An introduction to the League’s American Roundtable project.

January 13, 2021
7:00 p.m.

American Roundtable is a new Architectural League initiative, bringing together on-the-ground perspectives on the condition of American communities and what they need to thrive going forward.

How can we see the successes, failures, and opportunities of the American landscape with fresh eyes? How can we more deeply understand the constraining and empowering impacts the built environment has on daily life, and the trajectories of lives? How, in particular, can we discern how built context functions and shapes lives in the small cities, towns, and rural areas that comprise so much of the American continent, and receive so little of the attention of designers and media?

Following an open, national call for proposals in late 2019, The Architectural League commissioned reports on Africatown, Alabama; Along the Lumbee River, North Carolina; Appalachia, West Virginia; Brownsville, Texas; Cheyenne River Reservation, South Dakota; Lower Rio Grande, New Mexico; River Valley, Maine; South Beach, Washington; and Youngstown-Warren-Lordstown, Ohio. The reports will be published on archleague.org this winter and spring, beginning January 12.

Please join us for the launch event of this new initiative. Following a brief introduction by Project Director Nicholas Anderson, members of the nine American Roundtable editorial teams—each with a deep relationship to the subject of their report—will discuss how they approached their work.
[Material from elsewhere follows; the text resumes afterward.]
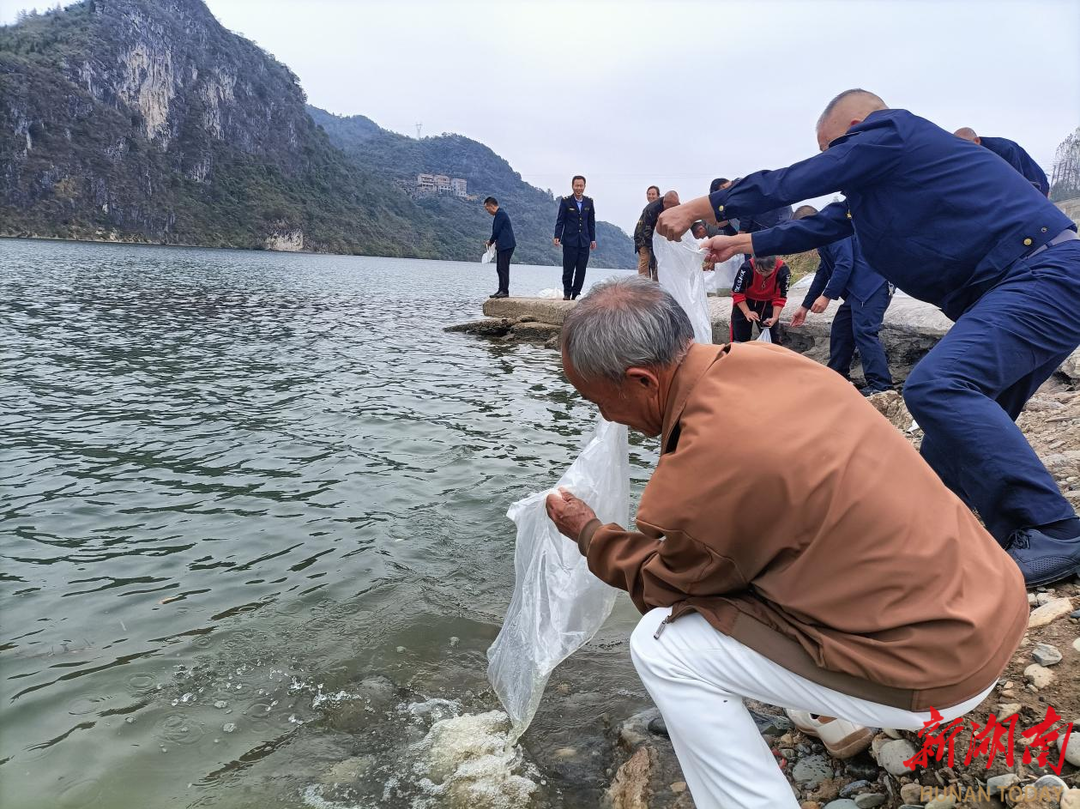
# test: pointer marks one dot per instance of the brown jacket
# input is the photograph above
(799, 522)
Each team has created a powerful portrait, using the lens of the built environment and drawing on the knowledge and perspectives of collaborators ranging from hydrologists to poets. Individually and collectively, the reports compel important questions: about power, justice, neglect, imagination, and agency. And they make vivid the vastness and variety of the American landscape, and the ineffable, enduring, profound importance of place.

A series of individual programs on American Roundtable report communities will begin on January 27.